I'm currently using MSI R7950 3GB/OC, which is dead last Month, and its not under warranty also, So, i want a good GPU for 1080p Gaming under 30k. Please help me out. Many friend suggest me GTX 970, but it has a 3.5 instead of 4gb vram issue. So, i'm really confuse which GPU to pick. Please help me out.


----------



## anirbandd (Oct 1, 2015)

*Re: Need a GPU Under 30K.*

how about a 960 SLI?


----------



## Hrishi (Oct 1, 2015)

*Re: Need a GPU Under 30K.*



anirbandd said:


> how about a 960 SLI?


Not a good idea


----------



## Faun (Oct 1, 2015)

*Re: Need a GPU under 30k.*

For 1080p gaming there is no issue at all.

- - - Updated - - -
 [MENTION=281924]utpal01[/MENTION]

Use the correct section to post your queries. No duplicate threads.


----------



## seamon (Oct 1, 2015)

*Re: Need a GPU Under 30K.*

SLI will probably benefit from DX 12. So 960 SLI FTW


----------



## xtr3m3 (Oct 1, 2015)

utpal01 said:


> I'm currently using MSI R7950 3GB/OC, which is dead last Month, and its not under warranty also, So, i want a good GPU for 1080p Gaming under 30k. Please help me out. Many friend suggest me GTX 970, but it has a 3.5 vram instead of 4gb vram issue. So, i'm really confuse which GPU to pick.

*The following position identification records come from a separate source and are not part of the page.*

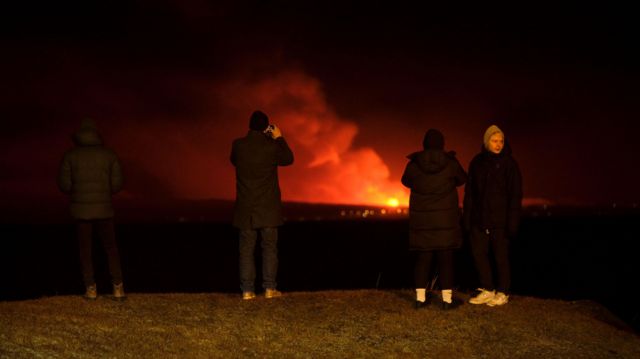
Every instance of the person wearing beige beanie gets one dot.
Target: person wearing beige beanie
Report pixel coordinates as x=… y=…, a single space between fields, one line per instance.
x=491 y=215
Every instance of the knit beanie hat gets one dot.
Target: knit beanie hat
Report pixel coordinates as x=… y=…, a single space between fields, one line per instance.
x=492 y=130
x=258 y=121
x=433 y=139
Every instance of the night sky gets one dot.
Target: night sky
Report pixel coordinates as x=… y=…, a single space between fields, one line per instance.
x=353 y=87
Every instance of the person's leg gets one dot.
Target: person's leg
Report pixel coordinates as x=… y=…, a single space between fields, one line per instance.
x=107 y=234
x=479 y=241
x=445 y=268
x=500 y=247
x=422 y=268
x=84 y=237
x=480 y=250
x=247 y=246
x=269 y=257
x=421 y=271
x=445 y=275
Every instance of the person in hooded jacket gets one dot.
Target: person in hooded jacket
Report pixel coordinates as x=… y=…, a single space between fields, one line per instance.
x=258 y=207
x=434 y=215
x=91 y=174
x=492 y=206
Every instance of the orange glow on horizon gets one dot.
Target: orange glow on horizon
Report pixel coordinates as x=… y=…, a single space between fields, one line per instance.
x=393 y=202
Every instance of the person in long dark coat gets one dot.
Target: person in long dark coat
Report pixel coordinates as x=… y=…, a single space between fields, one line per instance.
x=434 y=214
x=492 y=206
x=91 y=174
x=258 y=207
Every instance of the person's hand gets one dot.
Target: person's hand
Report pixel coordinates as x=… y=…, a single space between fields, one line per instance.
x=275 y=133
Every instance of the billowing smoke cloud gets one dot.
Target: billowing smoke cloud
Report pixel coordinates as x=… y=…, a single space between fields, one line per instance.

Please help me out.



i have GTX970 no issues here , latest drivers updates never let the GPU go over 3.5GB , except for few COD games where even when using 4gb doesnt make the game lagg.


----------



## ico (Oct 1, 2015)

Pick up GTX 970. That's all.


----------



## Kaltrops (Oct 1, 2015)

xtr3m3 said:


> i have GTX970 no issues here , latest drivers updates never let the GPU go over 3.5GB , except for few COD games where even when using 4gb doesnt make the game lagg.

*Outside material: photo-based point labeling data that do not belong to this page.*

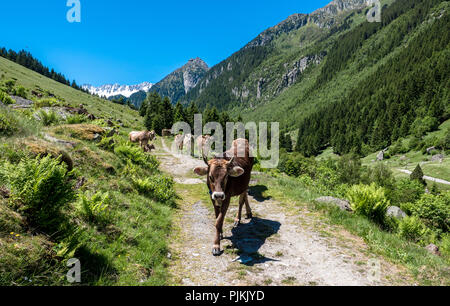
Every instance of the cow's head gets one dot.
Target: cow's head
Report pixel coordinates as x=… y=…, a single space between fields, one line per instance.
x=218 y=171
x=150 y=134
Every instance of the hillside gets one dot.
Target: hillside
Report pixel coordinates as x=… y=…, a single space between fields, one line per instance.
x=178 y=83
x=334 y=77
x=50 y=213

It doesn't work like that. You can have all  of the drivers in the world but if the game is poorly optimised, it will hog your vram.


----------



## utpal01 (Oct 2, 2015)

Thanks for the comment friends, How about MSI R9 380 4G gaming.


----------



## SaiyanGoku (Oct 2, 2015)

utpal01 said:


> Thanks for the comment friends, How about MSI R9 380 4G gaming.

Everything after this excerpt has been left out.